Carotid ultrasound was performed in a supine position using a real-time, B-mode ultrasound imaging unit (Toshiba Sonolayer SSA-250A; Toshiba, Tokyo, Japan) with a 7.5-MHz annular array probe. The ultrasound examination was carried out by specially trained laboratory technicians using a standardized technique. The technicians were blinded to the medical history, and clinical and laboratory data of each participant. The IMT was measured using the long-axis view of each common carotid artery. An image was obtained in the region 20 mm proximal to the origin of the bulb at the far wall of each common carotid artery. The IMT values at 250 computer-based points in the region were measured on each side using a computer-assisted measurement system (Intimascope; Media Cross Co., Ltd., Tokyo, Japan) [37]. The maximum IMT was defined as the largest IMT value in either the left or right common carotid artery, and carotid wall thickening was defined as a maximum IMT of >1.0 mm according to the Japan Academy of Neurosonology and the Japan Society of Ultrasonics in Medicine’s guidelines [38, 39].
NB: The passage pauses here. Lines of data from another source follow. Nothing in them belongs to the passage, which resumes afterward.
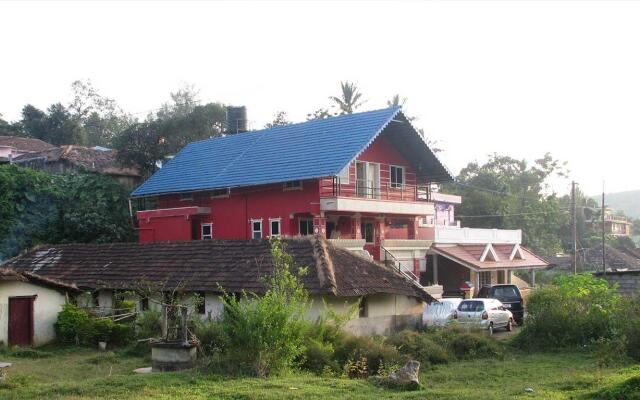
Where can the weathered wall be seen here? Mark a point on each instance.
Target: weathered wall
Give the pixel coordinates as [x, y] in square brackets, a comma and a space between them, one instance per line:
[628, 281]
[48, 303]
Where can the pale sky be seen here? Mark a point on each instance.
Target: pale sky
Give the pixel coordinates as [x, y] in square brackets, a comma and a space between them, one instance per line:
[516, 78]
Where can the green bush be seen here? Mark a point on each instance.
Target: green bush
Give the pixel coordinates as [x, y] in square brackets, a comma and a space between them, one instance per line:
[420, 346]
[574, 310]
[211, 335]
[148, 324]
[266, 333]
[374, 350]
[75, 325]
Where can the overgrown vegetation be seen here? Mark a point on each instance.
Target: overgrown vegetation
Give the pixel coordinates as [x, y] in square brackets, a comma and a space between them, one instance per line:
[581, 310]
[38, 207]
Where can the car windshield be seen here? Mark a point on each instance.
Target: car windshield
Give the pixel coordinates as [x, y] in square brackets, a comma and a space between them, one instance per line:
[471, 306]
[505, 292]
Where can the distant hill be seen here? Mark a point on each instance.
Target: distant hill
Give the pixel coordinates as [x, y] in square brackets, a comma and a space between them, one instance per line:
[627, 202]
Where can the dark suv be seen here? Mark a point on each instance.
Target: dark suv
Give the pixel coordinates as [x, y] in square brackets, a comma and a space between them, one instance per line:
[509, 295]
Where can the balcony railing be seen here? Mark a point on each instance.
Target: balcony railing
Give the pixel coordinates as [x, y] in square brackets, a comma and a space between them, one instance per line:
[369, 189]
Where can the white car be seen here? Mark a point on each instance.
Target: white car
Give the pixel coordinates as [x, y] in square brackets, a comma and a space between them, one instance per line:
[440, 313]
[487, 314]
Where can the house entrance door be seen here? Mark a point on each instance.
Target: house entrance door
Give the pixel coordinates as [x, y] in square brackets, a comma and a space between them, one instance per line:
[21, 321]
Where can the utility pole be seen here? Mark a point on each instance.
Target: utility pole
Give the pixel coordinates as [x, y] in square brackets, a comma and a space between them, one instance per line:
[604, 264]
[574, 230]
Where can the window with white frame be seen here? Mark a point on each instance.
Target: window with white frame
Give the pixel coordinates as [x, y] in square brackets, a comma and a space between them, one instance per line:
[293, 185]
[343, 175]
[306, 227]
[397, 176]
[256, 229]
[220, 192]
[485, 278]
[206, 231]
[274, 226]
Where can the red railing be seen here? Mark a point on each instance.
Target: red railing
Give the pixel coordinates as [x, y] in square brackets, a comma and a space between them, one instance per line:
[367, 189]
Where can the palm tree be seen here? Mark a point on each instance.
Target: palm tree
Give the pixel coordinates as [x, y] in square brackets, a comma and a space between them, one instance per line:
[396, 101]
[349, 99]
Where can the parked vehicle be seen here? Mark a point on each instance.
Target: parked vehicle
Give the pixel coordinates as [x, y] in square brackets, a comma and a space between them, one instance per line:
[510, 297]
[440, 313]
[487, 314]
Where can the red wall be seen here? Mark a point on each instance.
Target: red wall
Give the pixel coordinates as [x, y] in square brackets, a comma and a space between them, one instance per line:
[231, 215]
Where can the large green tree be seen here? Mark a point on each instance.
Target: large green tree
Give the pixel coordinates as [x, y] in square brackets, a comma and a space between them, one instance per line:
[37, 208]
[350, 98]
[507, 193]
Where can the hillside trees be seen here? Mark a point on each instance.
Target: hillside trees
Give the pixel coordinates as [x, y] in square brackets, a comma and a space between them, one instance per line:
[37, 207]
[506, 193]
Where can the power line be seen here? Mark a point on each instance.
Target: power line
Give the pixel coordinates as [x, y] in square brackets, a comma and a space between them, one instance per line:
[562, 210]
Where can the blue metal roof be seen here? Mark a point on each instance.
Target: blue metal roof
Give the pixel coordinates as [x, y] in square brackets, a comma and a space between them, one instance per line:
[306, 150]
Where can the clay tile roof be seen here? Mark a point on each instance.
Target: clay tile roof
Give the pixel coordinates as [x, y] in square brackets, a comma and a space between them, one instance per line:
[23, 144]
[101, 161]
[234, 265]
[8, 274]
[469, 255]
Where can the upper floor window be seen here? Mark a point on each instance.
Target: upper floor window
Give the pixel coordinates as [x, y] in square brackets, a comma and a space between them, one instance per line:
[274, 226]
[306, 227]
[256, 229]
[220, 192]
[343, 175]
[397, 176]
[293, 185]
[206, 231]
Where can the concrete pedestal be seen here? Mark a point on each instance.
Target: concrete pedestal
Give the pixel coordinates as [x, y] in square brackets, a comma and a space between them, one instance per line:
[172, 356]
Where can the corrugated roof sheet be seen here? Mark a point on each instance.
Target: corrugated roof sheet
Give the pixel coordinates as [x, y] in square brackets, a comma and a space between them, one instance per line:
[307, 150]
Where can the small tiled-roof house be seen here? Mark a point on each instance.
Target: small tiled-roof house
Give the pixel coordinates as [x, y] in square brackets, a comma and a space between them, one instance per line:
[335, 276]
[29, 307]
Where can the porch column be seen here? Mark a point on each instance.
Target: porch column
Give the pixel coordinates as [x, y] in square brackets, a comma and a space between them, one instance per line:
[435, 269]
[533, 278]
[355, 227]
[320, 226]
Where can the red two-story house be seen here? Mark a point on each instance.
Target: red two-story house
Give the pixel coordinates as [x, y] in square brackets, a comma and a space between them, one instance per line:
[361, 180]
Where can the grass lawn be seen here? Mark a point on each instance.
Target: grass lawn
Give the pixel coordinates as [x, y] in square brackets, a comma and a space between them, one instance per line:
[73, 373]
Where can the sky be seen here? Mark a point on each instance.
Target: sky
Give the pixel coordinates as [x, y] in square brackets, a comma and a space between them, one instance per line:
[514, 78]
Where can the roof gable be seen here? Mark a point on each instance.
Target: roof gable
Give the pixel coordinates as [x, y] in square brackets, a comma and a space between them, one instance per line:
[307, 150]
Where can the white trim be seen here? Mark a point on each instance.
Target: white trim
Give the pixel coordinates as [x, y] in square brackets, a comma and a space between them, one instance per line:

The SAS software package version 9.3 (SAS Institute, Cary, NC) was used to perform all statistical analyses. The differences in the mean values or frequencies of risk factors between glucose tolerance categories were assessed using the linear or logistic regression model, respectively. HbA_1c, GA, 1,5-AG, FPG, and 2-hour PG levels were divided into quartiles by the presence or absence of GI. The values of IMT, fasting insulin, HOMA-IR, and triglycerides were transformed into logarithms to improve the skewed distribution, and geometric means were reported by back transformation. The linear regression model was used to examine the associations of 1 SD change in glycemic measures with the maximum IMT. The adjusted average values of the maximum IMT were calculated using the analysis of covariance method, and their trends across the quartiles of glycemic measures were tested by the linear regression model. The crude and multivariable-adjusted odds ratios (ORs) and their 95 % confidence intervals (CIs) for the presence of carotid wall thickening were estimated using the logistic regression model. Because serum 1,5-AG levels are decreased in the presence of hyperglycemia, the highest quartile was used as the reference group for 1,5-AG, while the lowest quartile was defined as the reference category for other glycemic measures. The heterogeneity in the influence of each glycemic measure on carotid wall thickening between subjects with and without other cardiovascular risk factors was assessed by adding an interaction term to the relevant statistical model. To compare the discrimination for the presence of carotid wall thickening between the models adjusted for known cardiovascular risk factors with and without continuous values of each glycemic measure, the difference in the area under the receiver operator characteristic curve (AUC) among models was estimated using the method of DeLong et al. [40]. A value of p < 0.05 was considered statistically significant in all analyses.

This study was conducted with the approval of the Kyushu University Institutional Review Board for Clinical Research, and written informed consent was obtained from all the participants.